It was supposed to have been a capstone. Instead, Janet Yellen’s stint as Treasury secretary threatens to become a stain on a storied career.
The former Federal Reserve chair was recruited to help steer the US economy out of the pandemic by lending gravitas and credibility to the Biden administration’s pursuit of a robust and lasting recovery. It took some arm-twisting to persuade her to take the job.
Eighteen months later, Joe Biden’s presidency is in trouble, with inflation soaring to a 40-year high and Democrats on course for a wipeout in the midterm elections. The 75-year-old Yellen finds herself trapped in the inevitable blame game, fighting to keep her professional reputation intact.
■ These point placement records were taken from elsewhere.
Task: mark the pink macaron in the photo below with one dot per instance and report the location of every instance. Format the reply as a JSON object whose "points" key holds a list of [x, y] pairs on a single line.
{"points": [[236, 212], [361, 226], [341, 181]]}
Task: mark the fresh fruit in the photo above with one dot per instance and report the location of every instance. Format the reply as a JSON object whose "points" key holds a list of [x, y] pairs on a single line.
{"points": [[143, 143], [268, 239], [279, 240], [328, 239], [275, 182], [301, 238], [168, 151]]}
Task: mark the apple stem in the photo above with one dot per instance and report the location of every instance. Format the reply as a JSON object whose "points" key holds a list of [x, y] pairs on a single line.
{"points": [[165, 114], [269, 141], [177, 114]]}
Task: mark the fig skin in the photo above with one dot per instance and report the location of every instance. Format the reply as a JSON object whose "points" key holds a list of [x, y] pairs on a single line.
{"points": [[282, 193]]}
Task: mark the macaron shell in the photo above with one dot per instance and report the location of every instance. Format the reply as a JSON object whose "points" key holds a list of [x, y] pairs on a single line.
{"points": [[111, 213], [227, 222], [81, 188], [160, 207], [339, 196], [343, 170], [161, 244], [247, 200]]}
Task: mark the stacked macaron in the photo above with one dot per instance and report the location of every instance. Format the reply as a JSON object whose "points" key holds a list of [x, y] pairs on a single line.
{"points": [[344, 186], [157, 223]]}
On May 31, Yellen took matters into her own hands and did something that caught the White House by surprise. In a CNN interview, she admitted she “was wrong then about the path that inflation would take.” The administration until then had been relentlessly trying to paint the surge in consumer prices as temporary.
With her statement, Yellen broke ranks with Biden’s inner circle, which doesn’t include her, and exposed the dysfunction at the heart of an administration that’s botched its communications around the country’s economic problems. Americans haven’t felt this dismal about the nation’s—and their own—prospects since the recession of 1980, according to the latest reading of the University of Michigan’s gauge of consumer sentiment, while polls show the majority of voters disapprove of Biden’s handling of inflation.